Identification of Invasin: A Protein That Allows Enteric Bacteria to Penetrate Cultured Mammalian Cells

Identification of Invasin: A Protein That Allows Enteric Bacteria to Penetrate Cultured Mammalian Cells

R R Isberg et al. Cell. .

Abstract

Bacterial strains harboring the Yersinia pseudotuberculosis inv locus were analyzed in order to investigate the mechanism of host cell penetration by an invasive pathogen. The inv locus was found to be necessary for Y. pseudotuberculosis to enter HEp-2 cells and sufficient to convert E. coli into a microorganism able to penetrate cultured cells. Both E. coli and Y. pseudotuberculosis strains harboring inv mutations were defective for entry into HEp-2 cells.

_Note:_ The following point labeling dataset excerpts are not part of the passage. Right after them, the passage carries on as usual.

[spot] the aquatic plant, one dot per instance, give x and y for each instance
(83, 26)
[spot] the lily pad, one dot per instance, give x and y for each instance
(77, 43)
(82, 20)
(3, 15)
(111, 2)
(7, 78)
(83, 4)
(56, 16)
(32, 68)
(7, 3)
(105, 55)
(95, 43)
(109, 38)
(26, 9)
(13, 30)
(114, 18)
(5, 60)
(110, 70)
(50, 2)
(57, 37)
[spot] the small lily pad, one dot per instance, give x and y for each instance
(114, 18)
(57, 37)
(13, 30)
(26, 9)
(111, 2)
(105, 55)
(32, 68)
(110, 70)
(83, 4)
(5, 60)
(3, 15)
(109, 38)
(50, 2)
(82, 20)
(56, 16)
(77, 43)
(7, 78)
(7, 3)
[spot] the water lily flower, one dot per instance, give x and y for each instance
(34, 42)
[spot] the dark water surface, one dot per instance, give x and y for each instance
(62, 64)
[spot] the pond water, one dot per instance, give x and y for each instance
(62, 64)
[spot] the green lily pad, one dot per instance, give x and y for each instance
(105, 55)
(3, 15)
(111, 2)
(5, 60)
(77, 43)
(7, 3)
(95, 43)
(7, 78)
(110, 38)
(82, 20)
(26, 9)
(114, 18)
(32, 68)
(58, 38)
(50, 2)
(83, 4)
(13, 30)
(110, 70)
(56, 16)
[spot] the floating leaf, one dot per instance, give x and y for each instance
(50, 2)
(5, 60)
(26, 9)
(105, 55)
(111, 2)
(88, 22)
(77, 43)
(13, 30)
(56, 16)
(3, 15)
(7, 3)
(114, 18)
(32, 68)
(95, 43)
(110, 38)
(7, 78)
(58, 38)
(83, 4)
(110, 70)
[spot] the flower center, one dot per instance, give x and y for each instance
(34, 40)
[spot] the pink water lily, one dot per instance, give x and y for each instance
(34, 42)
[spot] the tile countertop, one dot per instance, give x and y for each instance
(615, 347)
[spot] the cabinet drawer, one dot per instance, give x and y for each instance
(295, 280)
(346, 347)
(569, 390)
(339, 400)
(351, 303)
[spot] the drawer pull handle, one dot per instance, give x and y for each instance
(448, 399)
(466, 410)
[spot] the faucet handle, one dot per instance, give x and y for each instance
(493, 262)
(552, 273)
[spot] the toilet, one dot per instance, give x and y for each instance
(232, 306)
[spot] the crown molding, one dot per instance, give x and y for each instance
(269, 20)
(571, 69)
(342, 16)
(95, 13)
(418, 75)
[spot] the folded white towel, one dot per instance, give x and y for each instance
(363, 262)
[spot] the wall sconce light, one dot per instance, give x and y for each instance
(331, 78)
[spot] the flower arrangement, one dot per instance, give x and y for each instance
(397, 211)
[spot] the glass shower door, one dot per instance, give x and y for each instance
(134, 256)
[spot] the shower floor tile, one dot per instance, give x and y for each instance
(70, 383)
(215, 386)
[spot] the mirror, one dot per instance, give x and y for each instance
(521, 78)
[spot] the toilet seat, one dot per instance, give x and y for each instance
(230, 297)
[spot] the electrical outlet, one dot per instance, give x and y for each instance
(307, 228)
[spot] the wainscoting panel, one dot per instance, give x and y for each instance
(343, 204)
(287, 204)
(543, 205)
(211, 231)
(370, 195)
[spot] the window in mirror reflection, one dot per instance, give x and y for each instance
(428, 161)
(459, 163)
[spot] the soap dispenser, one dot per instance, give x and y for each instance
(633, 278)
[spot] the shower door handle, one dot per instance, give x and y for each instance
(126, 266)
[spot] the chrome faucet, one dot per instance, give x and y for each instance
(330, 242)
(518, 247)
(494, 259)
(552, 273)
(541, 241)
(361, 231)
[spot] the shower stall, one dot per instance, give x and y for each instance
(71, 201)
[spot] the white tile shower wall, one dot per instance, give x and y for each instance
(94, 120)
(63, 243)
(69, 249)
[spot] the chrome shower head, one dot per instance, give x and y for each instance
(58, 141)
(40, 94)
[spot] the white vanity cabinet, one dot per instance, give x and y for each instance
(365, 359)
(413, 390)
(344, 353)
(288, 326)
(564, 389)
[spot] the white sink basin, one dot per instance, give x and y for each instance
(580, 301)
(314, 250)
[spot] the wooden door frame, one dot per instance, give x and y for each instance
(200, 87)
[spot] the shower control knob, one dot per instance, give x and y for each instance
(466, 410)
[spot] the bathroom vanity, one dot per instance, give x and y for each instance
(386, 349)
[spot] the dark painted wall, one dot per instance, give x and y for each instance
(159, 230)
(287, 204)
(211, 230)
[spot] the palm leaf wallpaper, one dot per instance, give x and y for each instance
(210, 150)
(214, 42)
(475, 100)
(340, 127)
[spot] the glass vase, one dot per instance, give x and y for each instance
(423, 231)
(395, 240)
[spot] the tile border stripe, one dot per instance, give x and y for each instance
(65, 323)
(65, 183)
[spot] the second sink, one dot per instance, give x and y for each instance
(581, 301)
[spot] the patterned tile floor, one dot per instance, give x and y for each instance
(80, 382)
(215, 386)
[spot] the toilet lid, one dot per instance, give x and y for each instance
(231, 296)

Furthermore, molecular clones containing inv, and little additional DNA, converted E. coli into a microorganism that was indistinguishable from the parental Yersinia strain with regard to the entry of cultured cells. Data from in vitro protein synthesis indicated that a 103 kd protein was synthesized from inv, saturating the coding capacity of the locus. The nucleotide sequence shows an open reading frame corresponding to a protein of similar size. This protein, called invasin, is necessary for the microorganisms to penetrate HEp-2 cells, and is compartmentalized on the outer surface of the bacterium.